British military officer (1922–2002)

John Murdoch Cooper (6 June 1922 – 12 Jul 2002) was an officer of the British Army and the Sultan of Oman's Armed Forces, and a founding member of the Special Air Service (SAS).

==Military career==
Lying about his age, he joined the Scots Guards at the age of 17 and volunteered for the No. 8 (Guards) Commando. He joined the SAS at the age of 19, being its youngest member. He was part of the January 1943 operation in Tunisia where one of SAS founders David Stirling was captured, but managed to escape along with Mike Sadler and Freddie Taxis.

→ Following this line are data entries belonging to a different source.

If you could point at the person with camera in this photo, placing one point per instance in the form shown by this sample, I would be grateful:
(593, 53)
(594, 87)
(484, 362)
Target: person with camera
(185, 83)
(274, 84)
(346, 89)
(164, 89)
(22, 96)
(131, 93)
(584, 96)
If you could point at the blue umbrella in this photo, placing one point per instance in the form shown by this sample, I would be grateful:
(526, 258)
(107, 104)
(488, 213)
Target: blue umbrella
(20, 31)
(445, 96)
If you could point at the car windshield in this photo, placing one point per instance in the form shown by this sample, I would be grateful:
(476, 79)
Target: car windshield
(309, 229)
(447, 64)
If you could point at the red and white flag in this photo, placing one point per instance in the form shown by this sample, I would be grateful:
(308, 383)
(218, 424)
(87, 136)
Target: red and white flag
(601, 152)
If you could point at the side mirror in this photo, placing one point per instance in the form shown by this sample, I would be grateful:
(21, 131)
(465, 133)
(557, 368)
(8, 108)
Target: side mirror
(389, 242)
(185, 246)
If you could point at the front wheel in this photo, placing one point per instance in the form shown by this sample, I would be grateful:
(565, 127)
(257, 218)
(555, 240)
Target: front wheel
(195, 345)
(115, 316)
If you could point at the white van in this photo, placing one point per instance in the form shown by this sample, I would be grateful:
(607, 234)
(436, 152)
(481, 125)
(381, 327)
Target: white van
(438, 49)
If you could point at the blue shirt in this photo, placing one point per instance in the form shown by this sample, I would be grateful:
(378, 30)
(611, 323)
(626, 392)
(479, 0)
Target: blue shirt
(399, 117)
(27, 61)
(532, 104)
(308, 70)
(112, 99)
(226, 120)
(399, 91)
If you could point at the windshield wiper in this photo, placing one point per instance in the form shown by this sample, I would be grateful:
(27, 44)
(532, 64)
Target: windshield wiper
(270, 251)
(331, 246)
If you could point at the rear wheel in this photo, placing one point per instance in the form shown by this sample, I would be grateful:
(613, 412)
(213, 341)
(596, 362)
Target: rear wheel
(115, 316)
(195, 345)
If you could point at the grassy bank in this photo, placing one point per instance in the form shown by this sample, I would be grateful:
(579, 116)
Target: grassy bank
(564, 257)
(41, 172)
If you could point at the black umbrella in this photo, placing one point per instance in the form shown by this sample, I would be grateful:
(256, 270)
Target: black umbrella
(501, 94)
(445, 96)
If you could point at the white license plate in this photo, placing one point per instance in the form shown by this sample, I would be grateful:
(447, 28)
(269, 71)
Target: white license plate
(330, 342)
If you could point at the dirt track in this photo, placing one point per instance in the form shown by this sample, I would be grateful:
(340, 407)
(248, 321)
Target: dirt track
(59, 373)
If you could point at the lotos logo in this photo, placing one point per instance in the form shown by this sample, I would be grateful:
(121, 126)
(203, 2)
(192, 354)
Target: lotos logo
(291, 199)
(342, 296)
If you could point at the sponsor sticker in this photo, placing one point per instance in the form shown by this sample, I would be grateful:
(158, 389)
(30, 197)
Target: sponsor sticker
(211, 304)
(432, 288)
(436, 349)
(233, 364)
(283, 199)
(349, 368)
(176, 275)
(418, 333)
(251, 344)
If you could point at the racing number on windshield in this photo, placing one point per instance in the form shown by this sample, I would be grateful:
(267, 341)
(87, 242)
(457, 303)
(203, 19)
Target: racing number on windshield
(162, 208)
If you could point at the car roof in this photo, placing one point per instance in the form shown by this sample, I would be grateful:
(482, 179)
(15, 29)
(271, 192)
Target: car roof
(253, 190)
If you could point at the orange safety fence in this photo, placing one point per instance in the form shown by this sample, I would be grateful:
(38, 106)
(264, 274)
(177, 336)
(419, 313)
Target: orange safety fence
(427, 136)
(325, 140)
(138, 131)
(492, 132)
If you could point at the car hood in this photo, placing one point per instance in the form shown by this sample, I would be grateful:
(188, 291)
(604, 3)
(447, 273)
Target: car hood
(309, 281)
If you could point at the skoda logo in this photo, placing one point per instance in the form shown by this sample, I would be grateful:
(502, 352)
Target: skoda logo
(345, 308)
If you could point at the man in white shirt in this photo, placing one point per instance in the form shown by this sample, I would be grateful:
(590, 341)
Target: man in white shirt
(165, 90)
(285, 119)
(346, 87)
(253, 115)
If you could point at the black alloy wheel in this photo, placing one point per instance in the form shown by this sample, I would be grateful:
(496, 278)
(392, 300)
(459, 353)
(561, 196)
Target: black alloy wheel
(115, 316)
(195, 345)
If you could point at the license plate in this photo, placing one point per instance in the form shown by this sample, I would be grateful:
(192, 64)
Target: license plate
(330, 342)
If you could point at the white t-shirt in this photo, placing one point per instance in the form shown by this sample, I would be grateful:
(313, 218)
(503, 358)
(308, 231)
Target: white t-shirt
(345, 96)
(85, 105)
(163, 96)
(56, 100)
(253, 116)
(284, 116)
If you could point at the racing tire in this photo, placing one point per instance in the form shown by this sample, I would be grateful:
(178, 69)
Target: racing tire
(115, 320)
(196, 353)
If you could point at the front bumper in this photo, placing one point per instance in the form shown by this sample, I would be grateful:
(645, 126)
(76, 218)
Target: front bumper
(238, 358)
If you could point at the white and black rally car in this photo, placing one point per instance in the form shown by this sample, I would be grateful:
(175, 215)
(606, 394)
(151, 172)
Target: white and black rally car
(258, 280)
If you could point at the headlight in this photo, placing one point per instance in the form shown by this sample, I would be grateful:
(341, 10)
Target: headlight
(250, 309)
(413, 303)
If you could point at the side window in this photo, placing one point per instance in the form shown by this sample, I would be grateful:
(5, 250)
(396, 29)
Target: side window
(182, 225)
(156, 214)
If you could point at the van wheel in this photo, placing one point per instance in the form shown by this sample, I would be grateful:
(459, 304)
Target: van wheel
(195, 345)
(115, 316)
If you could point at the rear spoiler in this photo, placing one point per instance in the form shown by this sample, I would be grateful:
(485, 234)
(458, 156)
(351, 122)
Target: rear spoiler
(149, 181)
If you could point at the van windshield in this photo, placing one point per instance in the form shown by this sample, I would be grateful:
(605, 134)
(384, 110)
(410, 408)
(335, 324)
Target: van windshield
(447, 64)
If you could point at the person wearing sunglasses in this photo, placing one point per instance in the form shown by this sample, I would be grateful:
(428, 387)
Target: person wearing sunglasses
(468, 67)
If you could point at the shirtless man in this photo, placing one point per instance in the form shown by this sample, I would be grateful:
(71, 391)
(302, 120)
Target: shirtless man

The group hiked more than 100 miles in the desert before being found by French Foreign Legion and American 26th Infantry Regiment in Tozeur. He later served in the European theatre and took part in the liberation of the Bergen-Belsen concentration camp.

After the Second World War, he served during the Malayan Emergency, first with the Malayan Scouts, and then with 22 SAS. He is acknowledged in the Author's Note at the front of Dennis Holman's 1958 book "Noone of the Ulu", about Pat Noone and his brother, the British anthropologist and intelligence agent Richard Noone, who worked in the deep jungle (the 'ulu') with aborigine tribes, assisting the British Army fight communist rebels. In 1958, Cooper was in command of A Squadron 22 SAS when the call came to go to Oman to fight rebels on the Jebel Akhdar. His squadron arrived in January 1959 to assist John Watts and D Squadron 22 SAS in the famous attack. In Oman, he joined up with ex-SOE operative Colonel David Smiley, who was in command of the Sultan of Oman's Armed Forces, serving as a Lieutenant-Colonel and commanding the Muscat Regiment. He then mysteriously disappeared, with the Sultan and British diplomats unsure if had gone home to see his mother. He resurfaced in Yemen, working covertly with David Smiley to supply British-backed Yemeni Royalist forces with Israeli arms to fight Egyptian-backed rebels. David Stirling was in Yemen at the same time.

==In popular culture==
Cooper is portrayed by Jacob McCarthy in the BBC action drama SAS: Rogue Heroes.